Questo strumento è fondamentale per instaurare un buon dialogo con il paziente (il quale deve comprendere esattamente quale trattamento dovrà ricevere e, conseguentemente, potrà prestare un reale ed effettivo consenso) e, al contempo, per limitare le ipotesi di responsabilità civile e penale. Nel caso della teleriabilitazione o teleconsulenza fisioterapica, il consenso informato dovrà essere adattato e integrato con l’informazione del rischio specifico connesso a questa modalità di riabilitazione (per esempio, una questione che deve sicuramente essere evidenziata al paziente è che l’assenza fisica del fisioterapista incrementa il rischio di esito sfavorevole o, addirittura, può aumentare il rischio che il paziente riporti lesioni).
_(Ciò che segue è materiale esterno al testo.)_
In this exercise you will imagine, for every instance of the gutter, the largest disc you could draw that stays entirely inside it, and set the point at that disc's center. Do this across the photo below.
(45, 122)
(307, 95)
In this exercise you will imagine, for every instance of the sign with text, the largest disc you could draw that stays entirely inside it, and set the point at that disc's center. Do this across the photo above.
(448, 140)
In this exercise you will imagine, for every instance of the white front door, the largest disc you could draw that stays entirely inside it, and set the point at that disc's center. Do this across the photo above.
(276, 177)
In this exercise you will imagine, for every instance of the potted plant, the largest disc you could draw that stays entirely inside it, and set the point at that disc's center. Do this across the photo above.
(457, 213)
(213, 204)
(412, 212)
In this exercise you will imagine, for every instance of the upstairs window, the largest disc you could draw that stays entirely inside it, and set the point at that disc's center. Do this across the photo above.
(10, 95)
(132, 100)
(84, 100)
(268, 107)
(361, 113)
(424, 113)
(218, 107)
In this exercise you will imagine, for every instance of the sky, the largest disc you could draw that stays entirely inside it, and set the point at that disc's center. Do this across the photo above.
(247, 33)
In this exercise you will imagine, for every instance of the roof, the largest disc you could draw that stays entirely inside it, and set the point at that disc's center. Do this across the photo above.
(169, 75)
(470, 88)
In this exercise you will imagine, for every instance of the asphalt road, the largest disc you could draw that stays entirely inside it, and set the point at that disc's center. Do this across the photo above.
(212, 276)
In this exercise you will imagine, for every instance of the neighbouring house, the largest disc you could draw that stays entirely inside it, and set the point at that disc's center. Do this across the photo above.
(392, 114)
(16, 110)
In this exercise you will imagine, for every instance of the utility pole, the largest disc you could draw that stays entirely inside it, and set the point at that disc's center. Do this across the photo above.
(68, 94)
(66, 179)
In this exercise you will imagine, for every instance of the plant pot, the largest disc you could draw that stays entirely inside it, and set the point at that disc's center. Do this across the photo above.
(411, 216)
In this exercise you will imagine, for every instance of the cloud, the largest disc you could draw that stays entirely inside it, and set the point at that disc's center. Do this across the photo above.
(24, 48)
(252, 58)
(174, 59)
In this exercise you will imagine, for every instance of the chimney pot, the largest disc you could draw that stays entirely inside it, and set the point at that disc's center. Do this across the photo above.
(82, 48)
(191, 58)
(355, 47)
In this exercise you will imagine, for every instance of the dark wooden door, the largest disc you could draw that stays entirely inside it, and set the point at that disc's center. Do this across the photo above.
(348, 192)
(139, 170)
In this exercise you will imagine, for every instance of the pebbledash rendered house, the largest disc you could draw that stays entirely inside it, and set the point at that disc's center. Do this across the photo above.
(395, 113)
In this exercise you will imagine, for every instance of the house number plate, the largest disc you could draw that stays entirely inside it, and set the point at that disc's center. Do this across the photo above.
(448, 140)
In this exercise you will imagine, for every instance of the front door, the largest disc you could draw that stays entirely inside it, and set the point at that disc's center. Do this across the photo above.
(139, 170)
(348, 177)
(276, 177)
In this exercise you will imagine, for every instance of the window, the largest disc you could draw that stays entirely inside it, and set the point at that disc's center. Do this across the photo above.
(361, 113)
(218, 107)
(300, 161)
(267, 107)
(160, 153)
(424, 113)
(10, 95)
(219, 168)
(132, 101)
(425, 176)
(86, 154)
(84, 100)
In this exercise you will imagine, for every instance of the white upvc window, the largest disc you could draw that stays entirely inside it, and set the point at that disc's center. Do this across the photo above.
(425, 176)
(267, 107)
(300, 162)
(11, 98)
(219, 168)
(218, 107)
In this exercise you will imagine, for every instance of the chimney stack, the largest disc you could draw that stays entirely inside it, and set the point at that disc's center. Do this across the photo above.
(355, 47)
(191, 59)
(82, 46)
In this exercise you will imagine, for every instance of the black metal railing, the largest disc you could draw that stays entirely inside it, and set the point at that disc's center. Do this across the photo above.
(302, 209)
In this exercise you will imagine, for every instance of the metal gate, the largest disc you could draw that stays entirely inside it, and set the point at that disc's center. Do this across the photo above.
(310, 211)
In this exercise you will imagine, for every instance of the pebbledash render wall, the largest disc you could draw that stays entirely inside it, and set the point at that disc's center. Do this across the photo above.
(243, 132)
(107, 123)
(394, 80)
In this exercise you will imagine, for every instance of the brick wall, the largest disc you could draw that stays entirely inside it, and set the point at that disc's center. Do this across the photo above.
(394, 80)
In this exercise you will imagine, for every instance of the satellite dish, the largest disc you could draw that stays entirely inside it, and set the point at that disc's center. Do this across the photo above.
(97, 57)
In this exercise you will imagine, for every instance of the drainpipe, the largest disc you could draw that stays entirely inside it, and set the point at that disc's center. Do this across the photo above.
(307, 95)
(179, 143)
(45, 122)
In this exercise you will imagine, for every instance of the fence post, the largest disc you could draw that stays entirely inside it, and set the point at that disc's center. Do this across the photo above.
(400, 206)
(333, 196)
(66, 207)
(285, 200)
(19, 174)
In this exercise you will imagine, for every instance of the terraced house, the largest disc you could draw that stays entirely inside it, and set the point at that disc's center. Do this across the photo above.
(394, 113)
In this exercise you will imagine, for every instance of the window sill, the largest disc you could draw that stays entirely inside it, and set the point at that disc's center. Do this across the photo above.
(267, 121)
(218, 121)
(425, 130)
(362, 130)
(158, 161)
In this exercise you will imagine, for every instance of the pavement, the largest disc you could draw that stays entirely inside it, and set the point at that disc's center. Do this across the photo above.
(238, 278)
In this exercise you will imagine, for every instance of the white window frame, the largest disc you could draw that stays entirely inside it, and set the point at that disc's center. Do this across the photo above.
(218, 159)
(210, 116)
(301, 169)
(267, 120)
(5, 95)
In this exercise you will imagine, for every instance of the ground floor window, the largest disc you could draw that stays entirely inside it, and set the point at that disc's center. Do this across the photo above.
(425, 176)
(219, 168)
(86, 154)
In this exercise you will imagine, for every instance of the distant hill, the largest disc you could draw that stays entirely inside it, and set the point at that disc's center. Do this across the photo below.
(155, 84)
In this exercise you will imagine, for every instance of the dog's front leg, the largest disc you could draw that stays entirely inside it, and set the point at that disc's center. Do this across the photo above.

La seconda forma di tutela, assolutamente importante e indispensabile, è la prevenzione e la valutazione di potenziali profili di rischio negli esercizi che si intendono proporre.
Occorre avere cura di verificare il più possibile se nell’ambiente in cui il paziente è chiamato a svolgere gli esercizi, ci siano insidie o pericoli nascosti che possono compromettere la riuscita dell’esercizio e la sicurezza del paziente. È indispensabile inoltre sincerarsi delle effettive condizioni di salute del paziente, chiedendo e registrando i dati che vengono riferiti (questo perché non essendoci un contatto diretto, il fisioterapista non è posto nelle condizioni di fare una valutazione precisa del paziente). È fondamentale sincerarsi che il paziente abbia correttamente compreso ogni singolo aspetto dell’esercizio che deve eseguire.
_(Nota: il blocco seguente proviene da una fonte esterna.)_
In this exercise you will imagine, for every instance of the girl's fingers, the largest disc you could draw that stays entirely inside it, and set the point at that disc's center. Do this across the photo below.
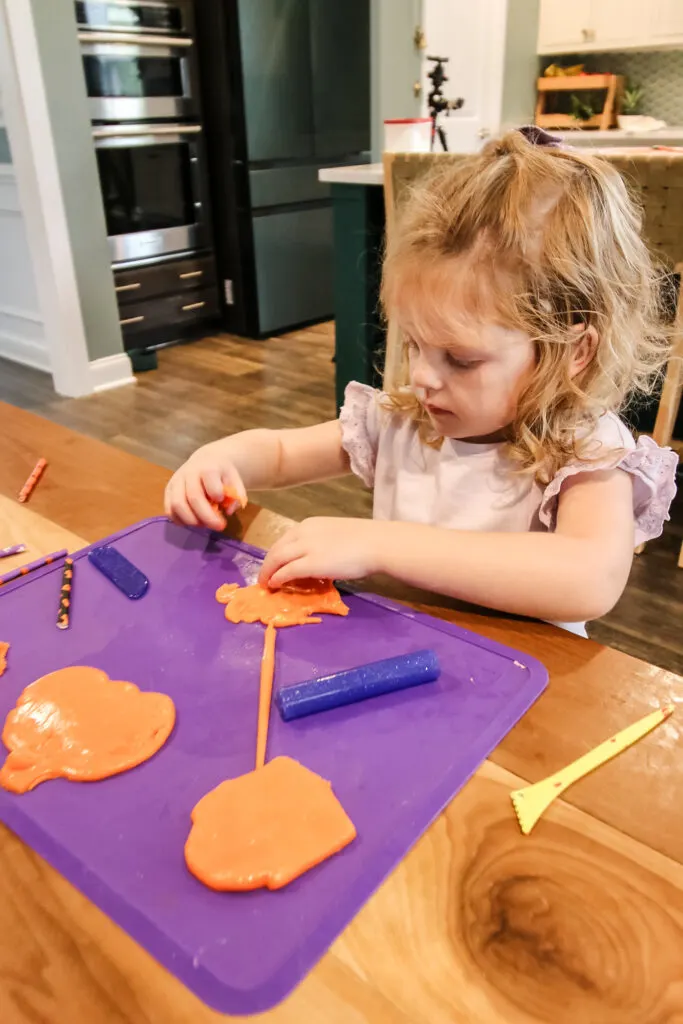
(283, 552)
(213, 484)
(231, 479)
(178, 508)
(201, 506)
(296, 569)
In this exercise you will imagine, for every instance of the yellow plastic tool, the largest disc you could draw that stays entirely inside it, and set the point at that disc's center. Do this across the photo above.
(530, 802)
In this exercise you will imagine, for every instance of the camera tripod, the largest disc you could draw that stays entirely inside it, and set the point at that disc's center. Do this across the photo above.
(437, 101)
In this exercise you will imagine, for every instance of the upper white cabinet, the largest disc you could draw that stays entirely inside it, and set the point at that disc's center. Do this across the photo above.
(609, 25)
(564, 27)
(667, 22)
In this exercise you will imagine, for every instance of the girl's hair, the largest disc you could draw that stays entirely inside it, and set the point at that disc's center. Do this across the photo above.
(552, 240)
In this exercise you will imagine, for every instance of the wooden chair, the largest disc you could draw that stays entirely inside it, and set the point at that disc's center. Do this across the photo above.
(656, 175)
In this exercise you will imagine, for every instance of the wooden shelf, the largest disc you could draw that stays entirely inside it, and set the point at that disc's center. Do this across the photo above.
(612, 84)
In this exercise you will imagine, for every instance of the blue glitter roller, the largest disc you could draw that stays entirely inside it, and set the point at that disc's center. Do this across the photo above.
(123, 573)
(357, 684)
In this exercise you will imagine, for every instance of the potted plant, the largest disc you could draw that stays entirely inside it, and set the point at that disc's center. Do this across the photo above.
(629, 119)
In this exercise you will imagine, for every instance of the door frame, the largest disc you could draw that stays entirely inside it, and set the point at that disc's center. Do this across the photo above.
(39, 187)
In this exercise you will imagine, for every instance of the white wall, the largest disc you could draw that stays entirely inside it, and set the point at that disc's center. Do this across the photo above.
(22, 330)
(492, 49)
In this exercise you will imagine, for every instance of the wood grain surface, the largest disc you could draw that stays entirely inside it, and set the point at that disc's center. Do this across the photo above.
(581, 923)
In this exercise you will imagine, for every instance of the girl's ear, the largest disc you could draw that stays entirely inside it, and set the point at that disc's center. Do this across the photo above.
(584, 348)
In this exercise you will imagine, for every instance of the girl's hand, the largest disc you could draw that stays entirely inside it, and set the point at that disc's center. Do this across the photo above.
(334, 549)
(199, 482)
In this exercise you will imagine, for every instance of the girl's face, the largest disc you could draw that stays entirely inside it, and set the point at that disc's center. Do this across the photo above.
(470, 377)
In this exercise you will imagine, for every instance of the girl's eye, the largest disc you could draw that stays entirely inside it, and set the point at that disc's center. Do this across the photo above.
(457, 364)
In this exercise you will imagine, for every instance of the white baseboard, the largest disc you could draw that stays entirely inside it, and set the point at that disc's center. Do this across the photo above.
(112, 371)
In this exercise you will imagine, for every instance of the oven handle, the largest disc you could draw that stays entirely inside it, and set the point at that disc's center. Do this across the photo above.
(173, 42)
(120, 131)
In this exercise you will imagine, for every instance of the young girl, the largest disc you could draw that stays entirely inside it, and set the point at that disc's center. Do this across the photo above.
(502, 475)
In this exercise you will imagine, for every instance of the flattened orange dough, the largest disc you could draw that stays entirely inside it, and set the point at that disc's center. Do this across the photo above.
(79, 724)
(265, 828)
(229, 496)
(294, 604)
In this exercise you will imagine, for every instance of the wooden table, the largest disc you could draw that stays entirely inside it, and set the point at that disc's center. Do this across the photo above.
(581, 923)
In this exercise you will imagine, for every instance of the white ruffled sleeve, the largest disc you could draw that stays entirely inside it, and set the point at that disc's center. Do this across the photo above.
(652, 469)
(359, 421)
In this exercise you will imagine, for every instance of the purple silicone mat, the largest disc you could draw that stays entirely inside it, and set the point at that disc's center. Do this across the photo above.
(394, 762)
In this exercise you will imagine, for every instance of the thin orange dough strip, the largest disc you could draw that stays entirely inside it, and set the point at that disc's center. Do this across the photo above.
(38, 471)
(265, 693)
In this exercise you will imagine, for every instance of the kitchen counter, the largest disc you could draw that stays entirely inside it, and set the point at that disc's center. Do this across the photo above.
(672, 135)
(373, 174)
(359, 174)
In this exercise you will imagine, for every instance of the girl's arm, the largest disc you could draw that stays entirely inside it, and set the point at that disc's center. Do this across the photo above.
(255, 460)
(575, 573)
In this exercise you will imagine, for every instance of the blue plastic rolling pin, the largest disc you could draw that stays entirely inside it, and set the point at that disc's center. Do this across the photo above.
(357, 684)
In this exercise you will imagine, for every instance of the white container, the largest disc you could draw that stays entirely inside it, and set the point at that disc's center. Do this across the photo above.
(408, 135)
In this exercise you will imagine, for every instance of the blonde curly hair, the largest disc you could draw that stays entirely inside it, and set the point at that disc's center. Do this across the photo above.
(552, 239)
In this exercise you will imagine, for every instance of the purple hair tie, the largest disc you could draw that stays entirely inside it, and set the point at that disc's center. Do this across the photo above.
(537, 136)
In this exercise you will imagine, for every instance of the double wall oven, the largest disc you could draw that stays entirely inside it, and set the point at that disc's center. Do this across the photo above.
(141, 76)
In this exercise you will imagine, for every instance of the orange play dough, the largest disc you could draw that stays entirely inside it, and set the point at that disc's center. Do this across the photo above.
(229, 496)
(294, 604)
(265, 828)
(79, 724)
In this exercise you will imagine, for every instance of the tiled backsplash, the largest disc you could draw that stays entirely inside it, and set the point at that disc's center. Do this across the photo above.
(658, 72)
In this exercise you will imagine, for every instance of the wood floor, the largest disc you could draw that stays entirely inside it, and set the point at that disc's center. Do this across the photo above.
(223, 384)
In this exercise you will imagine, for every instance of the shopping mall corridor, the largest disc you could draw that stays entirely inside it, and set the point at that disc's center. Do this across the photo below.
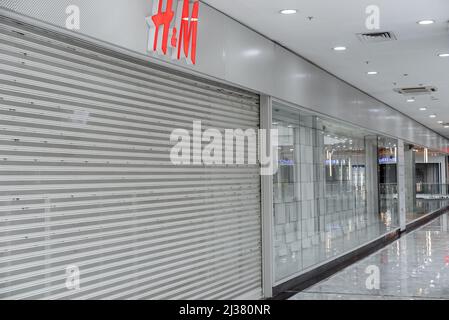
(414, 267)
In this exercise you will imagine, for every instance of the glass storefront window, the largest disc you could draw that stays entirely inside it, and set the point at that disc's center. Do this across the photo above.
(325, 192)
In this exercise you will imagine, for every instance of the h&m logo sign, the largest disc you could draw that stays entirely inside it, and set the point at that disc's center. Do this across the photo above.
(174, 33)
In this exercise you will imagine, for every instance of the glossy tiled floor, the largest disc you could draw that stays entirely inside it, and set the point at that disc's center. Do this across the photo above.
(414, 267)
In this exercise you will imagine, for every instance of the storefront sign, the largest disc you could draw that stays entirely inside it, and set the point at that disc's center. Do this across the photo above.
(174, 37)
Nel caso in cui il fisioterapista si accorga che il paziente sta eseguendo in modo errato l’esercizio, dovrà invitare il paziente ad interromperlo immediatamente per verificare insieme cosa stava sbagliando.
La terza forma di tutela è quella di seguire scrupolosamente le linee guida e i protocolli sanitari, in special modo quelli (ove esistenti) che si occupano proprio di teleriabilitazione.
Un altro aspetto da ponderare in modo assolutamente accurato, concerne la possibilità di farsi coadiuvare da altri soggetti, presenti nel luogo ove si trova il paziente (per esempio un familiare), al fine di far compiere un esercizio al paziente stesso. In questi casi, tralasciando il rischio di indurre taluno a svolgere una attività di natura sanitaria senza che abbia le specifiche competenze (e, quindi, fargli commettere il reato di esercizio abusivo della professione), il fisioterapista assume interamente su di sé il rischio che quel soggetto esegua una manovra errata o non vigili accuratamente sul paziente e, conseguentemente, risponderà dei danni patiti dal paziente anche se per mano di un terzo soggetto.
Infine, è di fondamentale importanza (oltre che obbligatorio per legge) stipulare una apposita polizza professionale per la responsabilità civile. Indubbiamente, i professionisti che oggi stanno operando sono titolari di una polizza assicurativa. È bene, però, verificare adeguatamente le condizioni contrattuali, poiché potrebbe accadere che i rischi di infortunio al paziente derivanti dallo svolgimento di attività con modalità telematiche non siano compresi all’interno della copertura offerta dall’Istituto assicurativo.